Vibe Coding using Antigravity, part 3

Vibe Coding using Antigravity, part 3

The Dark Side of Vibe Coding: Loops, Rot, and Complacency

It’s not all sunshine and rainbows in the land of vibe coding. While my experience has been mostly positive, there are certain aspects of this new workflow that I find concerning, even detrimental, for someone who writes code for a living.

1. The Debug Error Death Loop

This is the "Groundhog Day" of AI development. You ask the model to fix an error; after a few minutes, it tells you the coast is clear. You run the server and hit a different error. You report the new bug, the model "fixes" it, and you run the server again, only to see the original error you started with.

This cycle can go on for a while. One error replaces the other, back and forth, over and over. At one point, I spent several minutes trapped in this loop.

This cycle can go on for a while, swapping one error for another in a frustrating loop. One reason this happens is context saturation. As the chat history grows longer with every failed fix and massive code block, the model’s "working memory" becomes cluttered. It loses the thread of the original architecture and starts hallucinating fixes just to keep up.

The real danger here is that by this point, I had been vibe coding so heavily that I stopped looking at the diffs. I was just clicking "Proceed" without a second thought. I was failing at my initial goal: to audit what the model was doing. This leads directly to the second negative of vibe coding: complacency. When you let the AI drive until it hits a wall, you find yourself in a very bad neighborhood.

2. The Dopamine Trap of AI Complacency

It is incredibly addicting to click "Proceed" and see a brand-new feature appear in minutes. Feature after feature, delivered instantly. I believe this is exactly the state AI companies want you in: complete addiction.

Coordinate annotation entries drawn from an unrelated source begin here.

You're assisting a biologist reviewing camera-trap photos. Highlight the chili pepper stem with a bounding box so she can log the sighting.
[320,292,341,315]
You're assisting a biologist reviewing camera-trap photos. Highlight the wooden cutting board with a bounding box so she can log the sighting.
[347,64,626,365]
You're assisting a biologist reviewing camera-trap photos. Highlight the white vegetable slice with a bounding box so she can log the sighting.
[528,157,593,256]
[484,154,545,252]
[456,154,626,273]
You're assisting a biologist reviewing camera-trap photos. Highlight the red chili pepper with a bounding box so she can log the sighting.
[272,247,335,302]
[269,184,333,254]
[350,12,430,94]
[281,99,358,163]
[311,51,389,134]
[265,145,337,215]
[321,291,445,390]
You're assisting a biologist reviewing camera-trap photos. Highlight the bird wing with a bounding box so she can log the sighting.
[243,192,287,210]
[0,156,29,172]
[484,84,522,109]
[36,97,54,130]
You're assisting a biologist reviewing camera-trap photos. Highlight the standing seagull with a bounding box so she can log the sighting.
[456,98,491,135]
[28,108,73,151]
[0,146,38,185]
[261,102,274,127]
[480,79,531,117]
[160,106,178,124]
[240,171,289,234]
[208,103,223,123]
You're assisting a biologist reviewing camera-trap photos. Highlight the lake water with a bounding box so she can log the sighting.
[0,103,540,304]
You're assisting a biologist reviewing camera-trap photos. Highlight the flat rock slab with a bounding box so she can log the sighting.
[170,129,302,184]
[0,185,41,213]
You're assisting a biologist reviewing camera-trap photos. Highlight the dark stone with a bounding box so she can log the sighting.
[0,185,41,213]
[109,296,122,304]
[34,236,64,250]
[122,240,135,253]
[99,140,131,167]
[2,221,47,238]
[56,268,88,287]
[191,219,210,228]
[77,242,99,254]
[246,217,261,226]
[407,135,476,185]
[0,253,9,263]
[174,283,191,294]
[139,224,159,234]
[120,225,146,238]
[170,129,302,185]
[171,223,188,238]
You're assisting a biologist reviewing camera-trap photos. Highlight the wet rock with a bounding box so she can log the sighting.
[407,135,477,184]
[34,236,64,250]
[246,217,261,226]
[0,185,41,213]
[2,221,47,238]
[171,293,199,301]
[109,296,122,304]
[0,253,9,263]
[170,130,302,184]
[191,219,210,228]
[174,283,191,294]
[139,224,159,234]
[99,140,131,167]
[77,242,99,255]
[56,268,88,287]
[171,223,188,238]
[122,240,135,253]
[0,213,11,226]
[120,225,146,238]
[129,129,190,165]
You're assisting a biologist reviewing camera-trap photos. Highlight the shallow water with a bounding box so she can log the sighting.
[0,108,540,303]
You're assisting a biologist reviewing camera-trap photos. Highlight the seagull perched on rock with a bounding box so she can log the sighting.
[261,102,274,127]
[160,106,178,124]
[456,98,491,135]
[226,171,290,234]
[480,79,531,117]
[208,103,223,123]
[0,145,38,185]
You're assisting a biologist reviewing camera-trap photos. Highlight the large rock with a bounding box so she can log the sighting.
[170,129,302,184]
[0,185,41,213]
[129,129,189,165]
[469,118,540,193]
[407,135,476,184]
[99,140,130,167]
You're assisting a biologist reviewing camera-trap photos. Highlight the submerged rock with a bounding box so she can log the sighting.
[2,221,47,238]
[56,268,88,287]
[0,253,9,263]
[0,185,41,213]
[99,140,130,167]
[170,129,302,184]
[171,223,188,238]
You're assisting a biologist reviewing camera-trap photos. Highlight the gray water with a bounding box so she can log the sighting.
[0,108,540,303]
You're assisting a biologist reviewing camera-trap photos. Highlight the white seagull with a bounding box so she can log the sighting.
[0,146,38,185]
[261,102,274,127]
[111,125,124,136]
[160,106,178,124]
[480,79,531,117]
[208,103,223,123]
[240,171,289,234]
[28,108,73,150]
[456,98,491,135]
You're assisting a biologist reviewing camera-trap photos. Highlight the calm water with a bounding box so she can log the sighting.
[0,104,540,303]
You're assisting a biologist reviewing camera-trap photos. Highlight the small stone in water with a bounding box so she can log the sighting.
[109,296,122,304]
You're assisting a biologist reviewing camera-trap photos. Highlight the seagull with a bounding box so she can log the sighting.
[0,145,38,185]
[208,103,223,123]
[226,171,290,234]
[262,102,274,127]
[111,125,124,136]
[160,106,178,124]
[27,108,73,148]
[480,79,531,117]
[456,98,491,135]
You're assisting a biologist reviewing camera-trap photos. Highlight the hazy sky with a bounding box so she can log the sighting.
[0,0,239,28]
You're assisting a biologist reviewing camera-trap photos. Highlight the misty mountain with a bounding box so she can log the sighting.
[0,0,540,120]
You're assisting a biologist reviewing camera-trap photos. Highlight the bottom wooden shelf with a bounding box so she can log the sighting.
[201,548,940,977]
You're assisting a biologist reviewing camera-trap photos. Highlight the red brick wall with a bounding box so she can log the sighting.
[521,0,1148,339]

No matter what I asked for, the model was happy to oblige. It even complimented me, calling my ideas "incredible" or "genius," regardless of whether the feature was total garbage. I was vibe coding features just to test the limits, and the AI acted like a brown-nosing intern, gleefully "yes-man-ing" every bad decision. I half-expected the model to have a secret personality behind my back, whispering, "This guy’s an idiot," while it smiled to my face.

3. Architectural Rot: Code Quality over Time

The "Death Loop" eventually forced me to stop and actually read the code. I had let the AI write hundreds of lines without review, and the rot was setting in.

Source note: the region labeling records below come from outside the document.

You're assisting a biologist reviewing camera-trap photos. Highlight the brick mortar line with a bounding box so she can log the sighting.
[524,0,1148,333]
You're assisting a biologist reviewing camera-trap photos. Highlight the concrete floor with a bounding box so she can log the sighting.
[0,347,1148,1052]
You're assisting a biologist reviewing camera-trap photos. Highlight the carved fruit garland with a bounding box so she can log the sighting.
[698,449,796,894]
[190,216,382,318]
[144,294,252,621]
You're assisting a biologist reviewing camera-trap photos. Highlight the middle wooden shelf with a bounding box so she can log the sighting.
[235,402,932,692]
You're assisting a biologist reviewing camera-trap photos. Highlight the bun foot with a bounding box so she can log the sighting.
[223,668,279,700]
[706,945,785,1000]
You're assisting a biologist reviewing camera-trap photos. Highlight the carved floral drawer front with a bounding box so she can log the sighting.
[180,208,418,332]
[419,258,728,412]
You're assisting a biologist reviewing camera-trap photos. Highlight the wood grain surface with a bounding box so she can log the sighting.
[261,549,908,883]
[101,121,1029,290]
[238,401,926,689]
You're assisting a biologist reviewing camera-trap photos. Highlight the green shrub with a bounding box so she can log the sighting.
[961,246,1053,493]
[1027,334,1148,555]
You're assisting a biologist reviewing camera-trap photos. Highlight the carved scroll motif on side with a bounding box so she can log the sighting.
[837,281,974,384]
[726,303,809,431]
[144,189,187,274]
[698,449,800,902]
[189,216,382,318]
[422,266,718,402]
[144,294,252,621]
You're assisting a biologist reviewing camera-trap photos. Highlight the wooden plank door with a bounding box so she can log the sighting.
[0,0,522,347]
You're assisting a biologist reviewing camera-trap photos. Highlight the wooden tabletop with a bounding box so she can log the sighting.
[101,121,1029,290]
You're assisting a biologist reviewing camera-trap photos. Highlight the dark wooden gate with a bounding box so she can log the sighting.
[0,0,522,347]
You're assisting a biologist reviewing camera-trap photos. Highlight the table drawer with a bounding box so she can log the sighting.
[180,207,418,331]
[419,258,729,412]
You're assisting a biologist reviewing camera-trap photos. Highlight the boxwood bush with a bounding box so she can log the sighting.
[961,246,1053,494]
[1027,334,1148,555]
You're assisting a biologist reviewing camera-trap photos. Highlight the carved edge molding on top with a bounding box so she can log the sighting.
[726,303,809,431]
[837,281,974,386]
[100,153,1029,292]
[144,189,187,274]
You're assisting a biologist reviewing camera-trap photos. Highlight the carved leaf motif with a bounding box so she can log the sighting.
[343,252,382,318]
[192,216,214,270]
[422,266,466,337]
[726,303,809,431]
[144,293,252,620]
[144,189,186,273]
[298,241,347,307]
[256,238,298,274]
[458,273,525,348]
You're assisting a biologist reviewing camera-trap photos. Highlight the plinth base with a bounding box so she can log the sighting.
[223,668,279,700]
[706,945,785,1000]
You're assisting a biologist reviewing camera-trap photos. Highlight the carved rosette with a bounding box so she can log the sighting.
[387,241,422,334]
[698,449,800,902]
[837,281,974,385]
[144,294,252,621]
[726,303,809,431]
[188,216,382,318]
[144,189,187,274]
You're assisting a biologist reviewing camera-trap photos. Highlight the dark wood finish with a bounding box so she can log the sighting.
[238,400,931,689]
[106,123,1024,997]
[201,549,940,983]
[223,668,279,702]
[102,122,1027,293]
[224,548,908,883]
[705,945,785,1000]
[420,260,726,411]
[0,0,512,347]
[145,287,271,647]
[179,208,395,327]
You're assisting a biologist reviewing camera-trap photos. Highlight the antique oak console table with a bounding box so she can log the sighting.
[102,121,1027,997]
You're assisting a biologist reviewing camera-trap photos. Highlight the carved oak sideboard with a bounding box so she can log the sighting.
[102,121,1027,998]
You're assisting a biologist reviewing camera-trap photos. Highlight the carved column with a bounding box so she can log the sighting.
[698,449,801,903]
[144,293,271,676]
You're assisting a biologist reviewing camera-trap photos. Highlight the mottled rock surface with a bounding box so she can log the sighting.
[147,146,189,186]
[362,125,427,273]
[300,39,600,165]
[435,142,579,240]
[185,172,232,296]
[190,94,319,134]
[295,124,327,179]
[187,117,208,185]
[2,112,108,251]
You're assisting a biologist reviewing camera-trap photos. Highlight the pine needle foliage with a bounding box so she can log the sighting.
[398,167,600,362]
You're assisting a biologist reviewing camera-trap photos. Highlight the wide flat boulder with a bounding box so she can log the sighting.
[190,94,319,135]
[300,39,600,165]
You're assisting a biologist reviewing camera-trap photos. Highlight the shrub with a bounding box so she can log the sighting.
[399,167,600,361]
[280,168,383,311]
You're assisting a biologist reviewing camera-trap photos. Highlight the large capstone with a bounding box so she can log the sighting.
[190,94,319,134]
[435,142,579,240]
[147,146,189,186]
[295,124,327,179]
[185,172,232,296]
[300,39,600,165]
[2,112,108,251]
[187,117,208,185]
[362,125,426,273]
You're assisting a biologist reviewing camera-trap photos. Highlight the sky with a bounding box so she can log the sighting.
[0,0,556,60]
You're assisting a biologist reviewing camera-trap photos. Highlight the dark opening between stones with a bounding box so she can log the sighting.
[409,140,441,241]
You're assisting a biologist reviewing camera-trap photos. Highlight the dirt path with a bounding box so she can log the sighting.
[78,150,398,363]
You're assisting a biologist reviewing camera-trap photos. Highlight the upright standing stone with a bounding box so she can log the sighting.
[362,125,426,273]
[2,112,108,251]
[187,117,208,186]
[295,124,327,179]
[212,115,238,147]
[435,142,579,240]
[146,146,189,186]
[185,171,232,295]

The model had stopped adhering to a consistent code style. A coding style is an agreement within a dev team, it’s the "how" of the project. For example, how you structure your folders:

  • Group by Feature:
    • /src/billing
    • /src/sales
  • Group by Technology:
    • /src/frontend
    • /src/backend

In Wagtail CMS (which runs on Django), you have flexibility with template locations. You might have them nested within the app: .../blog/templates/blog/blog_page.html

Or centralized: .../templates/blog/blog_page.html

By the time I checked, Gemini had mixed these styles entirely. I had asked for dozens of features, and the project had become a map of "spaghetti code." Untangling it took painful, manual effort because moving files broke the logic.

My mistake was that I stopped thinking like a programmer and started thinking like a Product Owner, just cranking out features at any cost.

If you care about your project, you need to establish a coding style in a markdown file (like a .cursorrules or similar system prompt) before the first line of code is written.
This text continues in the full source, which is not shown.